This won’t be the last time you see Andrei Kuzmenko in three-on-three action for the Calgary Flames.
Head coach Ryan Huska gave him a shot in overtime on Monday night, though, and liked what he saw.
With proceedings all tied up against the Seattle Kraken and headed towards a shootout, Kuzmenko pulled off a dazzling bit of trickery to shake off Andre Burakovsky and feed the puck to Nazem Kadri for the Flames’ OT winner.
It was the type of play that’s going to get any coach imagining the possibilities.
“That’s the first time we’ve used him in three-on-three, so we’ll probably do it again,” said Flames head coach Ryan Huska.
Kuzmenko is one of the great curiosities of this year’s Flames team. His offensive skill set is undeniable.
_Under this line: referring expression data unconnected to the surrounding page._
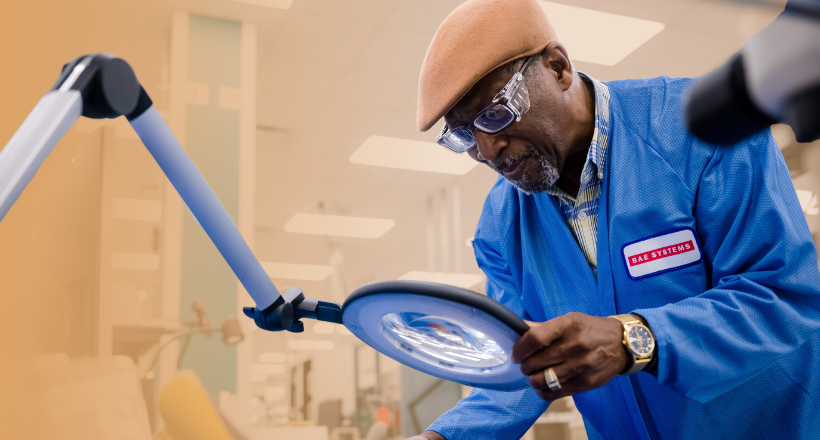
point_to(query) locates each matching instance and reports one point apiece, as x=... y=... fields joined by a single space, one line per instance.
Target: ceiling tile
x=420 y=16
x=366 y=11
x=394 y=51
x=317 y=41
He scored 39 goals in his first NHL season with the Canucks in 2022-23 after tearing up the KHL. After a start-stop half-season in Vancouver last season, he joined the Flames and immediately scored 14 goals and added 11 assists in 29 games.
He’s quick, shifty and can stickhandle out of a phone booth.
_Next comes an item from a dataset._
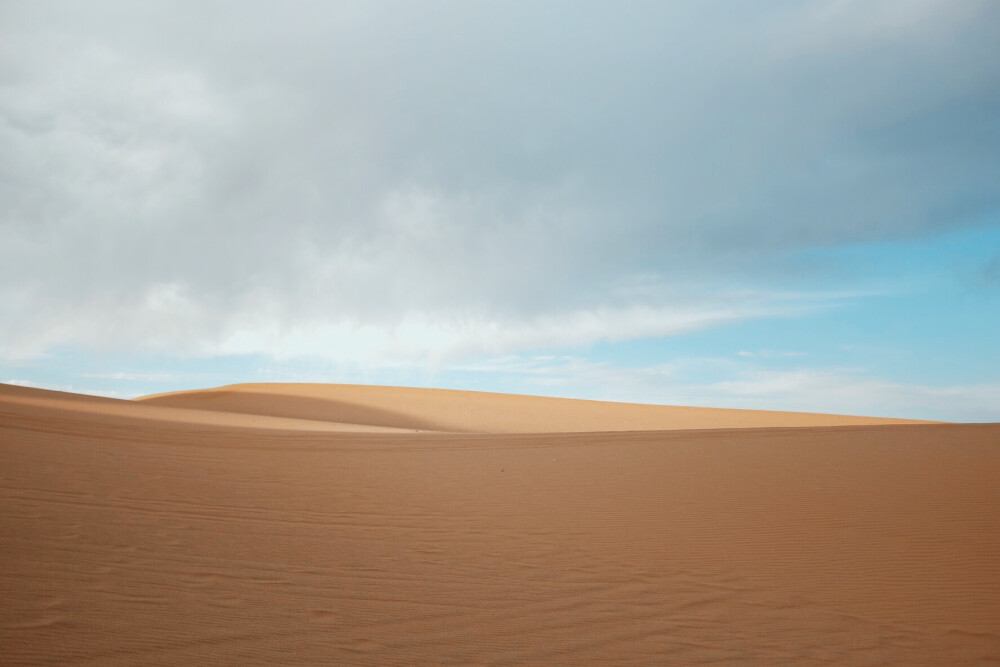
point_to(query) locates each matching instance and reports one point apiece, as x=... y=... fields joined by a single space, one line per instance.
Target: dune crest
x=477 y=412
x=133 y=532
That’s a skill set that makes him extremely dangerous on the power-play and in overtime, as he proved on Monday night.
“I like three-on-three,” Kuzmenko said Tuesday from the Saddledome. “I like it, there’s a lot of space and it’s interesting because every moment is so different.
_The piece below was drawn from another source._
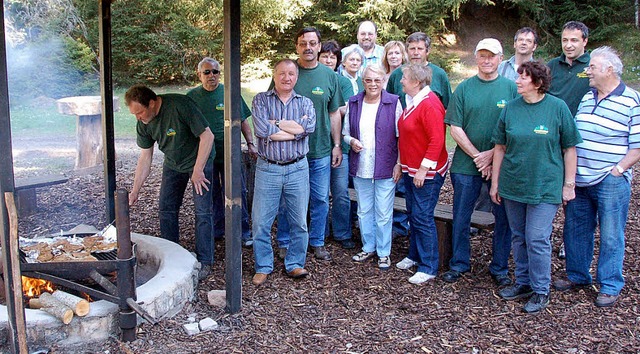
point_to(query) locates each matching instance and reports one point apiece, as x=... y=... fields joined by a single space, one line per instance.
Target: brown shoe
x=259 y=278
x=298 y=273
“I (waited) last season for three-on-three, but we don’t have a game or a shootout after the overtime.”
So far this pre-season, Kuzmenko has mostly been on a line with Nazem Kadri and Yegor Sharangovich.
That’s a trio that has potential to put up some serious numbers.
Remember that Kadri led the Flames last season with 75 points (29 goals and 46 assists). Sharangovich was the team’s top-scorer in 2023-24, with 31 goals, and was second in points with 59. And Kuzmenko, of course, was just short of a point per game in the 29 games he played with the Flames.
There’s firepower there, to be sure.
And while Kuzmenko’s got a well-earned reputation for having a mean shot, his abilities on the puck should open up opportunities for the other two, as well.
That definitely happened in overtime on Monday. Kuzmenko picked the puck up in the Kraken’s corner and carried it back to the blue-line before making a sharp cut to lose Burakovsky, hesitating for just a second — which drew the Kraken’s other two defenders towards him — and then casually fed the puck to Kadri, who had a wide-open net in front of him.
“He certainly has that skill set,” Kadri said. “I saw him round the corner up top and realized he had beat his guy, so I put on the brakes up front and good things always happen when you do that.
“Great vision by him, great pass, great to finish it off.”
Kuzmenko is an unrestricted free agent next summer, so there will be trade rumours surrounding his name if he gets off to a hot start this season.
But for a Flames team that doesn’t have a tonne of proven high-volume goal-scorers, he’s a guy they need to be productive.
The knock on the 28-year-old has been his defensive play, but right now that doesn’t seem to concern the Flames coaching staff all that much.
“I think everybody looks for a reason at times for where they don’t like a player or they think a player isn’t that good, ‘Yeah, he’s offensive but he doesn’t come into the defensive side of the game’, “ Huska said. “Well, everybody plays it different and that’s why teams are made up of different people. You have to find people like Kuzy, he’s tried to get better on the defensive side of the game, he thinks about his details a lot, he asks questions a lot, but his special area or his area of expertise is what he does with the puck.”
Around the ice
Flames fans suffered a little scare on Monday night when Mikael Backlund missed the third period, but he was back on the ice at Tuesday’s practice and appeared no worse for wear … The Flames placed 24-year-old defenceman Ilya Solovyov on waivers on Tuesday. The Belarusian played 10 games for the team last year and will report to the Calgary Wranglers for some AHL action if he clears waivers on Wednesday morning.